わが国の消費者物価(生鮮食品を除く)の下落幅は、2003年以降縮小し、2004年は▲0.1%とほぼ横ばいになった。このようなデフレ緩和の動きは、デフレの“象徴的存在”だった衣料品においても顕著にみられる。そこで、衣料品価格の変遷の分析を通じて、最近のデフレ緩和の背景とその実態についての一側面を考察したのは、日本総研のレポートである。
レポートによると、衣料品の「価格破壊」の背景には、中国をはじめとしたアジアでの生産拡大などを通じて大幅なコスト削減を図った企業の動きが存在する。このような企業サイドの需要創出策としての価格引下げ努力が、家計の低価格志向を刺激し、99年から2000年ごろにかけて、景気回復局面においても低価格志向が強まるという特異な現象をもたらしたとみている。
2002年以降、物価水準が大きく低下し、家計の低価格志向が薄れるなか、「価格破壊」のトレンドは、企業が脱低価格戦略を模索しはじめたことによって歯止めがかかった。もっとも、家計に低価格志向の強い品目が残存するとともに、企業にはなお低価格戦略を維持する動きもみられ、高付加価値品と低価格品が並存する価格の「二極化」が進展する。
このように、「価格破壊」から「二極化」に至る動きを分析した結果、1)低価格志向が強い品目が存在するなか、価格の「二極化」は持続していること、2)企業の戦略が、家計の価格志向を左右し、「二極化」の進展についても企業の低価格が明らかになった。
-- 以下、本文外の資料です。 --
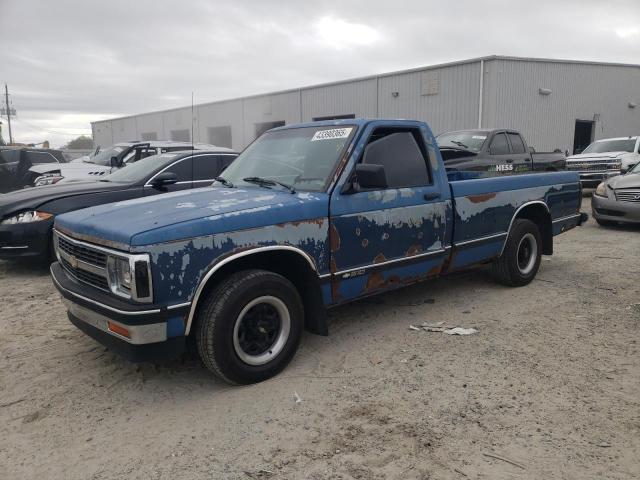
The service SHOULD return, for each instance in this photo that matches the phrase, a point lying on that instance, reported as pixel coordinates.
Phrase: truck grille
(592, 166)
(83, 253)
(87, 277)
(628, 195)
(86, 264)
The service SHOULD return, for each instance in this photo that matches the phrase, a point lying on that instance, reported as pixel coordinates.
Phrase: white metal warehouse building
(556, 104)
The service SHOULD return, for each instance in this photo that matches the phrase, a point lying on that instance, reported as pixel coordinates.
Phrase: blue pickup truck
(308, 217)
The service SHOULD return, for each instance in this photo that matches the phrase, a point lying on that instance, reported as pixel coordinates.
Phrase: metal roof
(383, 75)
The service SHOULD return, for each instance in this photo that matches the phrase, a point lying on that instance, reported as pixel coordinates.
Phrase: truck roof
(358, 122)
(630, 137)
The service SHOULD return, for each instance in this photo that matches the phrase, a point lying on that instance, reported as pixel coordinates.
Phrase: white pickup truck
(107, 161)
(604, 158)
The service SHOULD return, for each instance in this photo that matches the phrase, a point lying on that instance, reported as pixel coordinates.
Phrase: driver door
(385, 238)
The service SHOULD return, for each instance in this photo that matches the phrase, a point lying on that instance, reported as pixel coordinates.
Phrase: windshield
(611, 146)
(9, 156)
(140, 170)
(104, 157)
(301, 157)
(471, 141)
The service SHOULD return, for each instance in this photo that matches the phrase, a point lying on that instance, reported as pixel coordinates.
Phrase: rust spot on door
(379, 258)
(334, 238)
(485, 197)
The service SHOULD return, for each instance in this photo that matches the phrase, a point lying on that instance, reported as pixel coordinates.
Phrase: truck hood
(37, 197)
(72, 170)
(630, 180)
(191, 213)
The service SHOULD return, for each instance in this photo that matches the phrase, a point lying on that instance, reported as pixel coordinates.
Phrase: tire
(606, 223)
(520, 260)
(229, 340)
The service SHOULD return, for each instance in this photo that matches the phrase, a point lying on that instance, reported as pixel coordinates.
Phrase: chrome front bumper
(138, 334)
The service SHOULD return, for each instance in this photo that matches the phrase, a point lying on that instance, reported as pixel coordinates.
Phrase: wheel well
(295, 268)
(539, 215)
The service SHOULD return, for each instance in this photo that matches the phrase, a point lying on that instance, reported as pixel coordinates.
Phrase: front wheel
(249, 326)
(520, 260)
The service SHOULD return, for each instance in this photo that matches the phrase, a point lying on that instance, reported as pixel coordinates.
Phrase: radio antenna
(192, 120)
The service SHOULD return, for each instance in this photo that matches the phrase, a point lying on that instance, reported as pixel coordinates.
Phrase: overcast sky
(70, 62)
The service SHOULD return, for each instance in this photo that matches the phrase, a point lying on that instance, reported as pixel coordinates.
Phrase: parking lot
(549, 387)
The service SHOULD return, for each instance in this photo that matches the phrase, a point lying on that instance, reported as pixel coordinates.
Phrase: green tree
(81, 143)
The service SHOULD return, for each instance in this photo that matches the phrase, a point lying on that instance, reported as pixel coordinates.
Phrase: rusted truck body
(309, 217)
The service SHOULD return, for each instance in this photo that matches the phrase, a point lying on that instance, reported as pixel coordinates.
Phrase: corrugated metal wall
(578, 92)
(447, 97)
(358, 98)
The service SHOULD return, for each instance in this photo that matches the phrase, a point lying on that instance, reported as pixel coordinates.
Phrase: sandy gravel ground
(549, 387)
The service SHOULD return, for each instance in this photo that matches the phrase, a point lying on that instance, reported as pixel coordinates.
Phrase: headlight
(601, 191)
(130, 277)
(47, 180)
(119, 272)
(27, 217)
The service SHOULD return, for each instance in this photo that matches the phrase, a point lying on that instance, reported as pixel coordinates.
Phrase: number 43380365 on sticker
(331, 134)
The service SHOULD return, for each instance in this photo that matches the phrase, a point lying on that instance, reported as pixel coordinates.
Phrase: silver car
(617, 200)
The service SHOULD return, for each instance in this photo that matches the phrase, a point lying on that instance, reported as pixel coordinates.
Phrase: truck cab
(497, 151)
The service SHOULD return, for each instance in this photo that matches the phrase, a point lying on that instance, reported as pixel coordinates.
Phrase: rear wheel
(249, 326)
(520, 260)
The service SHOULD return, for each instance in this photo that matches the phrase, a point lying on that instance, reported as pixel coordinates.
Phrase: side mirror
(371, 176)
(164, 178)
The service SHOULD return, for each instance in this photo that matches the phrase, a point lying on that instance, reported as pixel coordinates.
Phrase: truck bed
(485, 207)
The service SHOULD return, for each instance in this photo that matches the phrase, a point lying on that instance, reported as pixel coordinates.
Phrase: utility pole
(6, 99)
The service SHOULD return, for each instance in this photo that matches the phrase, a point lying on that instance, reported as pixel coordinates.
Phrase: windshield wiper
(267, 182)
(224, 181)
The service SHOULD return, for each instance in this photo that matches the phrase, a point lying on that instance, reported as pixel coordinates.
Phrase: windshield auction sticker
(331, 134)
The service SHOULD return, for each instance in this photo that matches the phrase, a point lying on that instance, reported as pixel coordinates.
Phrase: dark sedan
(15, 164)
(26, 216)
(617, 200)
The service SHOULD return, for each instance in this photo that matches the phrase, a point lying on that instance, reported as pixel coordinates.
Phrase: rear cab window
(403, 155)
(516, 143)
(499, 145)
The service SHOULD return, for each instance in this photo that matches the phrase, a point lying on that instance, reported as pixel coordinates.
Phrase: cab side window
(516, 143)
(402, 154)
(499, 145)
(183, 169)
(41, 157)
(225, 161)
(205, 167)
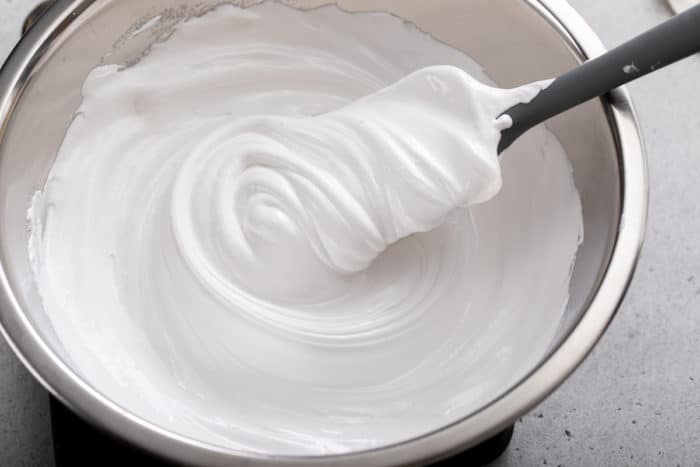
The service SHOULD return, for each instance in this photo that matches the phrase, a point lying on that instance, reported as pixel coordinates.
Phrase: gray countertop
(636, 399)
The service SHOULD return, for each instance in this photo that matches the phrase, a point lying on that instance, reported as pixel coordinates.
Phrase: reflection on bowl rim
(63, 382)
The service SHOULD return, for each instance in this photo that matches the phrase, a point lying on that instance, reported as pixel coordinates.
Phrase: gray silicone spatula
(667, 43)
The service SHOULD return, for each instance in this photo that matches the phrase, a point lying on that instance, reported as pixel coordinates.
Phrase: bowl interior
(516, 42)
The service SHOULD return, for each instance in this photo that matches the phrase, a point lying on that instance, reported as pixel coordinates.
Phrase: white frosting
(248, 238)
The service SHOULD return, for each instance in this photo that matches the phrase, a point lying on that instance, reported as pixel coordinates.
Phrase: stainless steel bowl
(516, 42)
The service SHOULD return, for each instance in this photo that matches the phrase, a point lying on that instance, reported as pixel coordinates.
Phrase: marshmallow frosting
(281, 231)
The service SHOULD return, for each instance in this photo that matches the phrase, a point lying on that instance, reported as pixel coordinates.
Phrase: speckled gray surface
(636, 399)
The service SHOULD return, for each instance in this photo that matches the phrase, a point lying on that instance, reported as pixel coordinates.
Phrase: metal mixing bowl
(515, 41)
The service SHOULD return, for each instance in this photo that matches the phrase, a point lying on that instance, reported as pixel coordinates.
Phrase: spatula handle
(667, 43)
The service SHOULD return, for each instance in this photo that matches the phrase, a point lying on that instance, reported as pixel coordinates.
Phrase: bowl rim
(68, 387)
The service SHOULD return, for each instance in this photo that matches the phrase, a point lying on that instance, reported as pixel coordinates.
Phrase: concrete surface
(636, 399)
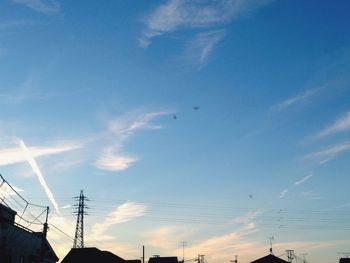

以上のことは、少なくとも衣料品市場から判断する限り、デフレは緩和に向かっているものの、かつてのようにインフレ期待が高まっているわけではないことを示唆する。このことが他の商品についてもいえるとすれば、引き続き家計の価格に対する厳しい目が残るもと、企業は自ずと値上げが受け入れられるという甘い期待を抱くことなく、商品ごとに高付加価値路線か低価格路線かの戦略の明確化が求められると指摘している。